Она, будто отмахнувшись от всей этой блестящей мишуры, выбрала совершенно другой путь.

Не огни софитов и красные дорожки, а тихий, скромный и честный путь служения. Служения одному-единственному театру, который стал ее судьбой.

Именно этот театр, ставший для нее вторым домом, ее убежищем и крепостью, спустя тридцать семь лет верной службы отплатит ей черной неблагодарностью.

Он не просто уволит ее, а цинично и жестоко выбросит на улицу, как ненужную вещь.

И этот удар окажется настолько сильным, что заставит ее навсегда оставить не только родные подмостки, но и страну, тоска по которой будет съедать ее душу до самого последнего дня.

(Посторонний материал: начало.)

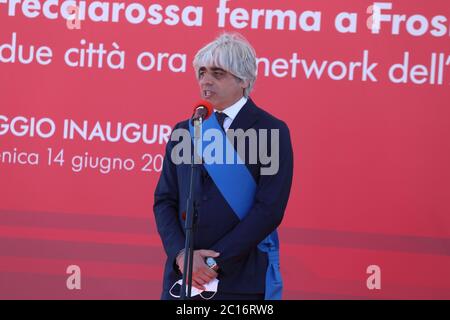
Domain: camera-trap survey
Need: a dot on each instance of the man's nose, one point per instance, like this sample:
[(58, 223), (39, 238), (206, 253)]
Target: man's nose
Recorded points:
[(206, 79)]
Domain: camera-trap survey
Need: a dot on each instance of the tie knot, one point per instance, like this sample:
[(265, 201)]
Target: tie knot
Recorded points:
[(221, 116)]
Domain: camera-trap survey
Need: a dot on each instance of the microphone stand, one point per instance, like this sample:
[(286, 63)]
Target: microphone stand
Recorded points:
[(190, 217)]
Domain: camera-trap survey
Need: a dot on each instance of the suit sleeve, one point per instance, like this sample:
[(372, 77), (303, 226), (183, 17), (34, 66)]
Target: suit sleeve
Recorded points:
[(271, 198), (165, 208)]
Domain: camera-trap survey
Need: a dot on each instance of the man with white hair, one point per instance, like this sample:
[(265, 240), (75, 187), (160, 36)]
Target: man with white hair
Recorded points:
[(237, 208)]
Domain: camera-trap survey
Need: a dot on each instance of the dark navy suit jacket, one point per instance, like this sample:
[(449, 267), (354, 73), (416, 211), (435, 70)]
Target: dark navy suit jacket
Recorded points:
[(242, 265)]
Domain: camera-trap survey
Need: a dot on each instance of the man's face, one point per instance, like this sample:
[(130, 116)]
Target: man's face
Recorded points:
[(220, 87)]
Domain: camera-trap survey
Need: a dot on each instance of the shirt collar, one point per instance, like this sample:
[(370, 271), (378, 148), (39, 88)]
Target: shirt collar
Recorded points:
[(233, 110)]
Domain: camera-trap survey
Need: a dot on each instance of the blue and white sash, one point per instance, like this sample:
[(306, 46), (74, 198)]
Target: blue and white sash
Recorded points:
[(227, 177)]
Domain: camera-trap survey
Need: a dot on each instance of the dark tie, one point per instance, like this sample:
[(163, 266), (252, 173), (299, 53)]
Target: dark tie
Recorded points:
[(221, 117)]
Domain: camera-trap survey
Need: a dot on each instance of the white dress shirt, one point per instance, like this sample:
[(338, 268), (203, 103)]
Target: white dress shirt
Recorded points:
[(232, 112)]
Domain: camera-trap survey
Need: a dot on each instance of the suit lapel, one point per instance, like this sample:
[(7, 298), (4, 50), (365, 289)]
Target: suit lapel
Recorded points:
[(246, 117)]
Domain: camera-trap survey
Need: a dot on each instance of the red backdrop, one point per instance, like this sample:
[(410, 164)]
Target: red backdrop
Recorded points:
[(371, 181)]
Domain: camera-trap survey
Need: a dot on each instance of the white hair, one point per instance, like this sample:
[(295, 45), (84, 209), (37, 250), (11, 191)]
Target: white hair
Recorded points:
[(232, 53)]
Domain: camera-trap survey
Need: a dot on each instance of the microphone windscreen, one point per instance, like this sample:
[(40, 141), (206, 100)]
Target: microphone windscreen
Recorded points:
[(204, 112)]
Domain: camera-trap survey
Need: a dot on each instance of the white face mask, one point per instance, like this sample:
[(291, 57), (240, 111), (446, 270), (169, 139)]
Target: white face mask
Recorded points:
[(209, 287)]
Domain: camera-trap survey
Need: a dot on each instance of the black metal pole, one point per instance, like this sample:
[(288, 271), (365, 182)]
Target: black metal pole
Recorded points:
[(190, 222)]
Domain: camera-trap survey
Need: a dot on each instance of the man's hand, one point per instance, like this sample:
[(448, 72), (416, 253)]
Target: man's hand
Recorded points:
[(201, 273)]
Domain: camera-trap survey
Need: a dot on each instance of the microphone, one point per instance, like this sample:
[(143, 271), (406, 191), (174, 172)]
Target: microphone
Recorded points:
[(202, 110)]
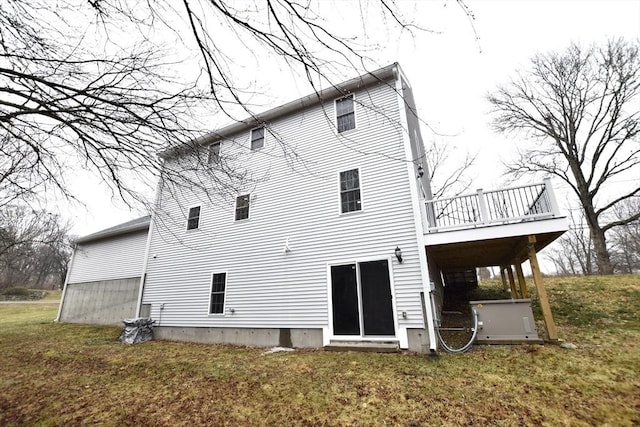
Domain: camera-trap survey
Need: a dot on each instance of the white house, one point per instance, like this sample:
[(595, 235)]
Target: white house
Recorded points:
[(333, 238), (103, 279)]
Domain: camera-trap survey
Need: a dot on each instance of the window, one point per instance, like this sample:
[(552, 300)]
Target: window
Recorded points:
[(350, 191), (257, 139), (242, 207), (214, 153), (218, 284), (345, 114), (194, 218)]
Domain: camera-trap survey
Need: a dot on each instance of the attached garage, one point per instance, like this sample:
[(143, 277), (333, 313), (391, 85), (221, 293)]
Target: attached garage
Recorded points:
[(103, 282)]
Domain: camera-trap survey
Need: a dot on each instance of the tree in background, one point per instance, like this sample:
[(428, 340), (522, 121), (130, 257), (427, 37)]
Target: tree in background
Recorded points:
[(105, 85), (625, 239), (34, 249), (573, 253), (580, 108)]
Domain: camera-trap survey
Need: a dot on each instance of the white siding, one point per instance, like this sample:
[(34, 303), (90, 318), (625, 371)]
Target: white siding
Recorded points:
[(296, 197), (118, 257)]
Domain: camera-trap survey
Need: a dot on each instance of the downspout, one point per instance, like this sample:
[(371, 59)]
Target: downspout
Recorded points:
[(145, 263), (143, 274), (66, 281), (417, 216)]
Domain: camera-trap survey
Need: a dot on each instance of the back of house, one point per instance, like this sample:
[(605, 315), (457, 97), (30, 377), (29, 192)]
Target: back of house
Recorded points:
[(317, 241)]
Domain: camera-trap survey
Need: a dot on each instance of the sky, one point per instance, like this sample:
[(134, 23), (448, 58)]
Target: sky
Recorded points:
[(451, 70)]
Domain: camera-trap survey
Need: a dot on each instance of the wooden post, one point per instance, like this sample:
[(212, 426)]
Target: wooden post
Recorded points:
[(524, 293), (504, 278), (542, 293), (512, 283)]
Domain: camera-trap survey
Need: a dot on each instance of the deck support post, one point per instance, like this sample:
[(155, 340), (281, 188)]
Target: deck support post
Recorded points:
[(503, 277), (512, 283), (542, 293), (524, 293)]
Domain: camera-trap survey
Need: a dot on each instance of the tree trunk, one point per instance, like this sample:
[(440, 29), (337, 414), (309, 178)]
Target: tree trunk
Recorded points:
[(603, 260)]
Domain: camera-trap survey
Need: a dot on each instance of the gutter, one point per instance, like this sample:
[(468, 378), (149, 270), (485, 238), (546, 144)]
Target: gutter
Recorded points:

Так что нет, эта история не про оглушительный успех и счастливую судьбу кинозвезды.

Это горькая история о великом предательстве.

О том, как система перемалывает тех, кто ей предан.

И еще — о пожизненной, так и не зажившей ране ностальгии, которую до самого конца хранила в сердце одна из красивейших актрис своего времени, чей путь завершился в изгнании, за тысячи километров от дома.

«Русская Софи Лорен»

Популярность, обрушившаяся на нее после «Дела было в Пенькове», была просто невероятной.

Она взорвала привычные каноны советского экрана.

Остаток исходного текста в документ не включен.